An Empirical Study of LLM-Assisted Reward Specification for Multi-Agent Reinforcement Learning in Electricity Markets

Background

Reinforcement learning is increasingly used to simulate strategic bidding in electricity markets, whether to test market designs before deployment or to study how actors behave under new regulation. The practical bottleneck in this work is reward design. Specifying a useful reward function requires both deep market knowledge and hands-on experience with RL methodology, a rare combination of skills that currently limits who can apply Multi-Agent Reinforcement Learning (MARL) to market analysis.
Recent work shows that Large Language Models can generate reward functions directly from natural-language descriptions, either as reward proxies (Kwon 2023), as generators of executable reward code (Eureka, Text2Reward), or in iterative collaboration with human feedback (REvolve 2024). Existing evaluations, however, focus almost exclusively on technical performance metrics in robotics and game environments.
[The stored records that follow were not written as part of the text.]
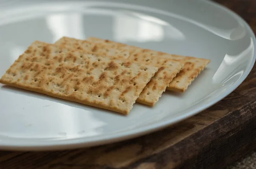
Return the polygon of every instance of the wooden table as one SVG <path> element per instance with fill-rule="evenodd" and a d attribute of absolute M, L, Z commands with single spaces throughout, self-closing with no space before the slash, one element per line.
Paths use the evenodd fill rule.
<path fill-rule="evenodd" d="M 256 0 L 218 0 L 256 31 Z M 0 169 L 221 169 L 256 148 L 256 68 L 228 96 L 162 131 L 120 143 L 52 152 L 0 151 Z"/>

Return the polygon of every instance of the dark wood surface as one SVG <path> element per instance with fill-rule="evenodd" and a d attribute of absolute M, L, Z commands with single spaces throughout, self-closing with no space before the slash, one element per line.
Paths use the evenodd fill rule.
<path fill-rule="evenodd" d="M 218 0 L 256 31 L 256 0 Z M 51 152 L 0 151 L 0 169 L 221 169 L 256 148 L 256 68 L 229 96 L 175 126 L 135 139 Z"/>

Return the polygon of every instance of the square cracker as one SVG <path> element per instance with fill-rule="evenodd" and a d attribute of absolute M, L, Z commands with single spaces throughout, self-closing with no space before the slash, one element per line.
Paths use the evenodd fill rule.
<path fill-rule="evenodd" d="M 94 37 L 90 37 L 87 40 L 96 43 L 103 43 L 109 44 L 112 46 L 119 46 L 122 48 L 131 46 L 136 49 L 133 52 L 135 54 L 147 54 L 154 56 L 169 58 L 175 60 L 184 62 L 185 65 L 176 76 L 170 82 L 166 89 L 176 92 L 184 92 L 195 79 L 209 64 L 210 60 L 203 58 L 169 54 L 148 49 L 143 49 L 134 46 L 116 42 L 108 39 L 104 39 Z"/>
<path fill-rule="evenodd" d="M 141 56 L 142 53 L 131 55 L 131 53 L 133 49 L 128 46 L 115 47 L 67 37 L 62 37 L 55 44 L 65 45 L 66 48 L 70 49 L 81 49 L 84 51 L 92 51 L 108 56 L 120 56 L 130 60 L 132 60 L 134 62 L 142 63 L 157 67 L 159 69 L 158 71 L 147 84 L 136 101 L 137 102 L 150 106 L 154 106 L 158 101 L 166 87 L 184 65 L 180 62 L 167 58 L 160 58 L 147 54 Z"/>
<path fill-rule="evenodd" d="M 0 82 L 127 114 L 157 70 L 37 41 Z"/>

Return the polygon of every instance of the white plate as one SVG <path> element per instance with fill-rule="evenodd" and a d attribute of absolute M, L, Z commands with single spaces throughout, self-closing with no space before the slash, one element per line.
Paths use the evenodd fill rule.
<path fill-rule="evenodd" d="M 136 104 L 126 117 L 0 85 L 1 149 L 73 148 L 151 132 L 221 99 L 255 61 L 256 39 L 248 25 L 208 1 L 0 2 L 1 76 L 34 41 L 54 42 L 63 36 L 94 36 L 212 60 L 185 93 L 166 92 L 153 108 Z"/>

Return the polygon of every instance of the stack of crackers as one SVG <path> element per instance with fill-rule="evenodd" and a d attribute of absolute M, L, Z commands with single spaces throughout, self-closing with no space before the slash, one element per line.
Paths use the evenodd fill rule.
<path fill-rule="evenodd" d="M 90 37 L 36 41 L 0 82 L 124 114 L 154 106 L 166 90 L 184 92 L 208 59 Z"/>

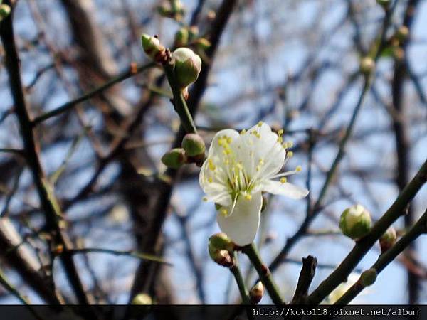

Whether LLM support can genuinely substitute for or complement domain expertise has not been systematically investigated, and no such study exists for the electricity-market MARL context.


What You Will Do

You will work directly with ASSUME, an open-source MARL framework for agent-based electricity-market simulation, and build a reward specification system that translates natural-language inputs into executable reward functions for heterogeneous market agents. The prototype will then be evaluated in a user study comparing how experts and non-experts approach reward design tasks with and without LLM support.


Expected Contributions

  • Methodological: First systematic test of whether LLM support reduces the expertise requirement in MARL reward design.
  • Technical: A working prototype for stakeholder-specifiable reward design on ASSUME.
  • Empirical: Quantitative and qualitative evidence on democratization effects in human–LLM collaboration for technically complex design tasks.


Requirements

Solid Python and machine learning skills, ideally with prior exposure to reinforcement learning. Willingness to learn the fundamentals of electricity-market design. Interest in empirical user research with a mixed-methods design. Initiative in recruiting study participants (with support from the chair).